Тюрьма быстро мозговать обучит. — Волохов достал суконный мешочек, приспособленный под кисет, стал дотошно выколупывать из изнаночных швов крошки табаку: курево в лагере — на вес золота. — Эх, парень! Житье наше… — он выматерился и надолго смиренно обмяк.

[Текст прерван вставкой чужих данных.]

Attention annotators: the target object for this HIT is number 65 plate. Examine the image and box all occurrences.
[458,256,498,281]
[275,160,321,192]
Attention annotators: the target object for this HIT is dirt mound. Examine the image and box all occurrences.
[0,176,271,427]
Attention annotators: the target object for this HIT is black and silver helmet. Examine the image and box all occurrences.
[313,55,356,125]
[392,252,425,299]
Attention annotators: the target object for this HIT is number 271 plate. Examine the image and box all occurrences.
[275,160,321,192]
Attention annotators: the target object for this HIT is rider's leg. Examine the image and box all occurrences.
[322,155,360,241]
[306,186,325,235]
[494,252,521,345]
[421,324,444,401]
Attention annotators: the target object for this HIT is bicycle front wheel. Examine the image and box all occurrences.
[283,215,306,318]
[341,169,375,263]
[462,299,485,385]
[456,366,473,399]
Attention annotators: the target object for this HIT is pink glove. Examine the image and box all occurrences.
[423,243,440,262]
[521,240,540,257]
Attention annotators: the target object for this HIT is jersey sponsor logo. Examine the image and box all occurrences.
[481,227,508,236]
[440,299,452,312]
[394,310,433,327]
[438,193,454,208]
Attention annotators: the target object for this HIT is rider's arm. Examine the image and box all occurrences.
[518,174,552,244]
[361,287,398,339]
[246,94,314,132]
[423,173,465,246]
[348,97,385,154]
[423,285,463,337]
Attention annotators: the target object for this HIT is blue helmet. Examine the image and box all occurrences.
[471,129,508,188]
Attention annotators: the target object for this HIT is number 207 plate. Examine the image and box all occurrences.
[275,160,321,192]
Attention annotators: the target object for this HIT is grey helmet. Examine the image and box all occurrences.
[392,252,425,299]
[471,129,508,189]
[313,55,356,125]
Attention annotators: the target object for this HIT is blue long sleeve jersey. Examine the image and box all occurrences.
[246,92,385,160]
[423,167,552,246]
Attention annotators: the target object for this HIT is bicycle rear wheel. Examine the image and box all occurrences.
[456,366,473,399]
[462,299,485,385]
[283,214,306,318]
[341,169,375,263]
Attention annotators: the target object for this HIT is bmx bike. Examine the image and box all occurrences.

Скоро Федору черпать и черпать из лихого невольничьего колодца, когда новый день нарождался от ударов колотушки в подвешенную в центре лагеря железную пластину и тусклый зловещий гул от нее, как ущербный звук треснутого колокола, оглашал лагерное пространство, замкнутое по периметру высоким забором с железными нитями колючки и вознесенными на равных отрезках «скворечнями», откуда часовые стерегли здешний устрой. Тогда длинный барак с двухъярусными нарами лениво оживал. На тощих соломенных матрасах под задрипанными одеялами начиналось шевеление. Кто-то кряхтел, разминая задубелое за ночь тело, кашлял, сморкался, кто-то бранчливо затевал перепалку с дневальным. Появившийся надзиратель рыкал однообразно: «Чего, сволочи, „подъема“ не слыхали?» Однако утренняя возня, скучная перебранка завершались при получении пайки. Хлеб выдавали один раз на целый день, и все становились при раздаче кусков сосредоточенными и зоркими и самую малость счастливыми, обжигаясь изнутри застоявшейся в желудке ненасытной слюной. Через вонючую столовку, где чашка баланды — жиденькая кашица вперемешку с рыбьими головами — и подслащенная горячая бурда, именуемая чаем, бригады стекались на лагерный плац на развод. Толпа упорядочивалась, равнялась в шеренги на перекличку, а затем колонной тянулась к лагерным воротам и, минуя еще один пересчетный пункт, ползла на лесосеку. Что-то угрозливое выкрикивали конвоиры. Отдрессированные собаки, поддаваясь голосам своих хозяев, встревали отрывистым лаем, скалили белые клыки. Зэки в общей массе шли молча, неуклюжие в своих движениях и сумные. Под нумерованными на груди фуфайками — ощетинившаяся душа. Но не все мерили путь до лесовырубки дохлым шагом, иные выглядели сыто, переговаривались в охотку, посмеивались с искренними ужимками — по-домашнему. Для вора тюрьма и есть дом. А во всяком доме свой уют, свой — хоть и малый, временный — достаток, своя заслуженная радость.